Mevcut Siyasi İrade’ye yakın olmayan belediyeler arayış içinde.
Kimileri vatandaşını açıkta bırakmamak,
Kimileri vatandaşını susuz bırakmamak,
Kimileri vatandaşının elektriğinin kesilmesini engellemek,
Kimileri ısınmasını sağlamak,
Kimileri alt geçitte arabalarının suyun içinde kalmasını engellemek.
Ancak İBB’nin son günlerde en önemli sorunu ekmek dağıtabilmek.
Daha doğrusu vatandaşın ucuz ekmek yemesinin önündeki engelleri kaldırabilmek.
İBB ben bunu yapacağım,
Bu ihtiyacı temin edeceği diyor, bir Tarım Bakanımız var,
Dostlar başına, bunu yapamazsın diyor.
Sebebi belli değil.
Önemli bir özdeyiş vardır. Trabzon’da bunu herkes bilir. Aklıma geldiğinden konuya açıklık getirmesi bakımından söylemek istedim.

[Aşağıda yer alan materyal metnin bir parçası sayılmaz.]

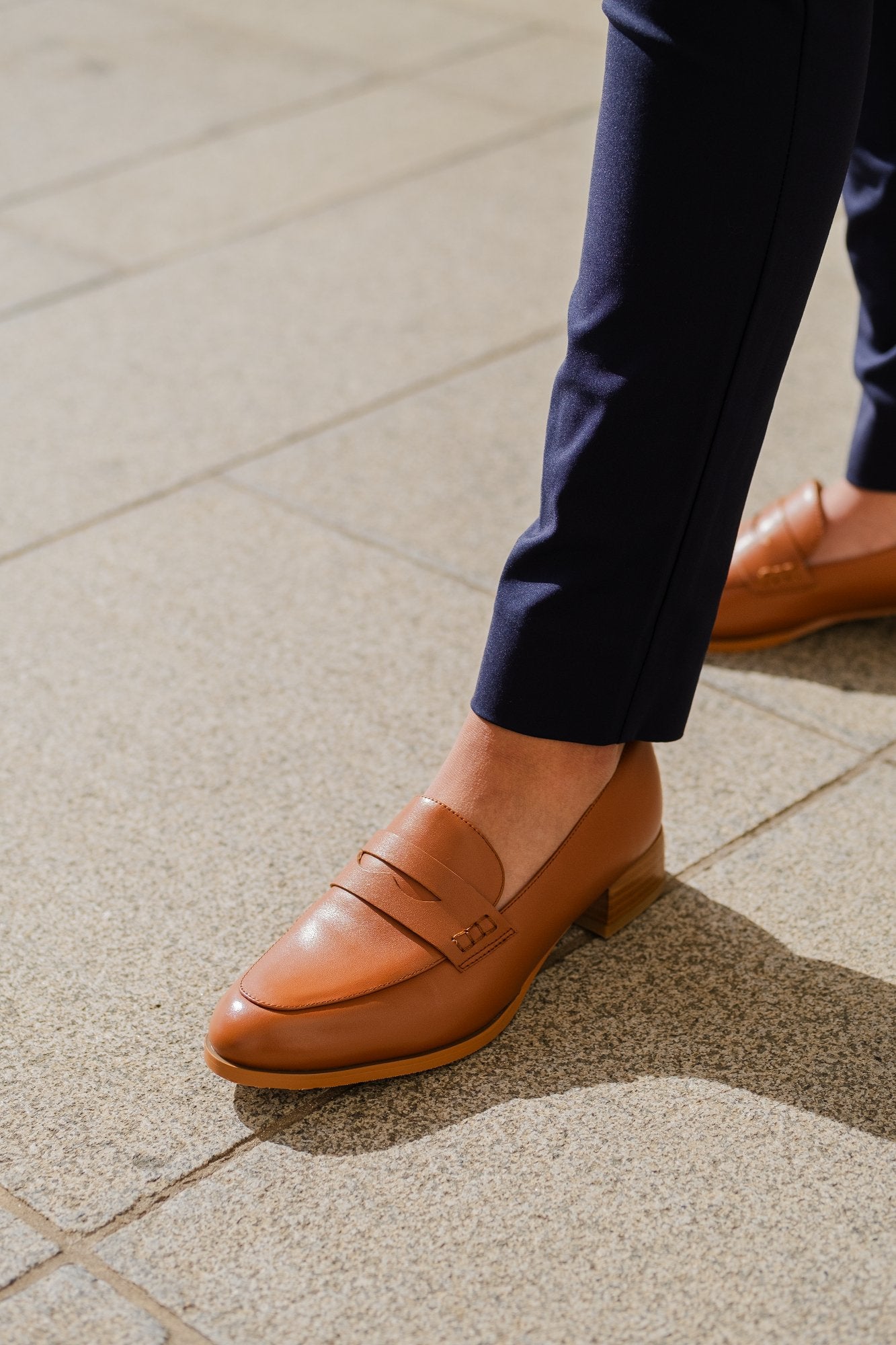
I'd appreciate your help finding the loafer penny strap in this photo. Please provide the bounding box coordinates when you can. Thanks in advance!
[332,831,514,970]
[733,482,825,592]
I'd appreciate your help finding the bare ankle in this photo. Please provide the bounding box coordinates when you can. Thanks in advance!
[810,479,896,565]
[426,712,622,894]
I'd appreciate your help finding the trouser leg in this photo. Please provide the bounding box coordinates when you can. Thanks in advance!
[473,0,870,742]
[844,0,896,491]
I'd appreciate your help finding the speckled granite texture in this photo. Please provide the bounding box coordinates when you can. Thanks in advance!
[0,0,896,1345]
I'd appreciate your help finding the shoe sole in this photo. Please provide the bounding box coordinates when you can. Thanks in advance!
[204,830,666,1089]
[706,607,896,654]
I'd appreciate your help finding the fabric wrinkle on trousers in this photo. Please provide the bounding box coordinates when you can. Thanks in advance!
[473,0,877,744]
[844,0,896,491]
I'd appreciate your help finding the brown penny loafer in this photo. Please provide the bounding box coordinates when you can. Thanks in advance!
[709,482,896,654]
[206,742,665,1088]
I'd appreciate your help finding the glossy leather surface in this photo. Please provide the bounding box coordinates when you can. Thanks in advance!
[208,742,662,1072]
[710,482,896,650]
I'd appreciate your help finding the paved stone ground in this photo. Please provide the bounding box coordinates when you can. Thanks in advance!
[0,0,896,1345]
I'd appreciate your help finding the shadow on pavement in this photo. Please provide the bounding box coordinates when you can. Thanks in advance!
[234,885,896,1155]
[706,617,896,695]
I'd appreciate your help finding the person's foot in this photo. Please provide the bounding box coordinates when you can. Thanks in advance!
[206,737,665,1088]
[809,477,896,565]
[426,710,622,896]
[709,480,896,654]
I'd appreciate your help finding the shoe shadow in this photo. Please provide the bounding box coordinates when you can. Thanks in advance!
[706,617,896,695]
[234,884,896,1155]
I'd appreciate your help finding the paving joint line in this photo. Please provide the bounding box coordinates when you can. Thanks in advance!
[0,19,534,213]
[0,323,564,565]
[0,1088,324,1345]
[670,738,896,884]
[0,99,596,323]
[215,472,495,597]
[701,664,877,752]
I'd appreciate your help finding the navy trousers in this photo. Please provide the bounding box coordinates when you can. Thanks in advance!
[473,0,896,742]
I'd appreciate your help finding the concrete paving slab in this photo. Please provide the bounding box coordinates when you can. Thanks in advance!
[0,1209,59,1289]
[143,0,517,70]
[698,761,896,990]
[0,486,489,1229]
[702,617,896,751]
[0,122,594,549]
[657,685,861,873]
[0,1266,168,1345]
[0,0,360,200]
[450,0,607,36]
[98,889,896,1345]
[230,339,565,588]
[423,34,604,116]
[7,83,518,268]
[0,225,108,316]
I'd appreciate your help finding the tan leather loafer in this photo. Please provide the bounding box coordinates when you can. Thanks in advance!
[709,482,896,654]
[206,742,665,1088]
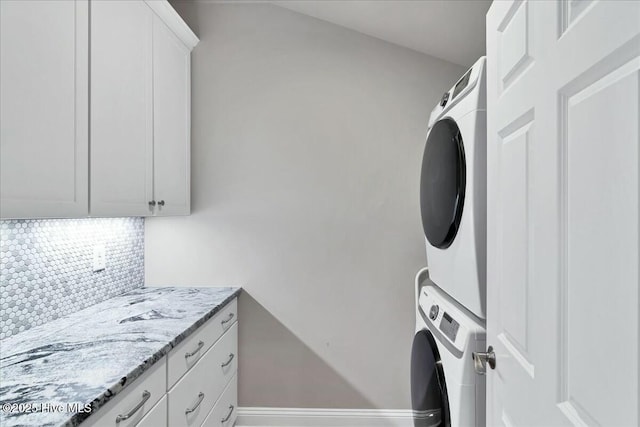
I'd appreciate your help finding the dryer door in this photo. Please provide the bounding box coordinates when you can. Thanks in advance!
[411,329,451,427]
[420,118,466,249]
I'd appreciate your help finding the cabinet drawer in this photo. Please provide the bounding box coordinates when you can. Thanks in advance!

“Adamın birisi bir iş için oğlunu tarlaya göndermiş.
Biraz sonra oğlu bağırmış:
-Bana buldum burda bir deli,
Baba cevap vermiş,
-Alda gel,
Oğlu tekrar bağırmış,
-Baba gelmiyor,
O zaman baba kızarak,
-Oğlum bırak da gel,
Oğlu tekrar bağırmış,
-Baba gelmiyor.”
Yetkilileri tenzih ederim ama dostlar İstanbul halkı aç.
O halkı olanakları dâhilinde beslemek isteyen de bir kurum var.
Adeta; İstanbul halkına ekmek satacağım: Satamazsın.
Sen sat. “Tık” yok. Kanımca bu sessizlik de satmıyorum olarak yorumlanabilir.
Peki İstanbul halkına ucuz ekmek sattırılmamasının bedelini Sayın İmamoğlu mu ödüyor, yoksa İstanbul halkı mı?
O zaman soruyorum: İstanbul halkının bu derece cezalandırılmasının bilinen bir sebebi var mı?
Önce ekmek büfesi kuramazsınız.
Sonra minibüslerle ekmek satamazsınız.
Şimdi ekmek büfesi kurabilirsiniz.
Adeta “Kedi kuyruğu ile oynar gibi”
Buna doğru diyebilecek biri varsa beri gelsin.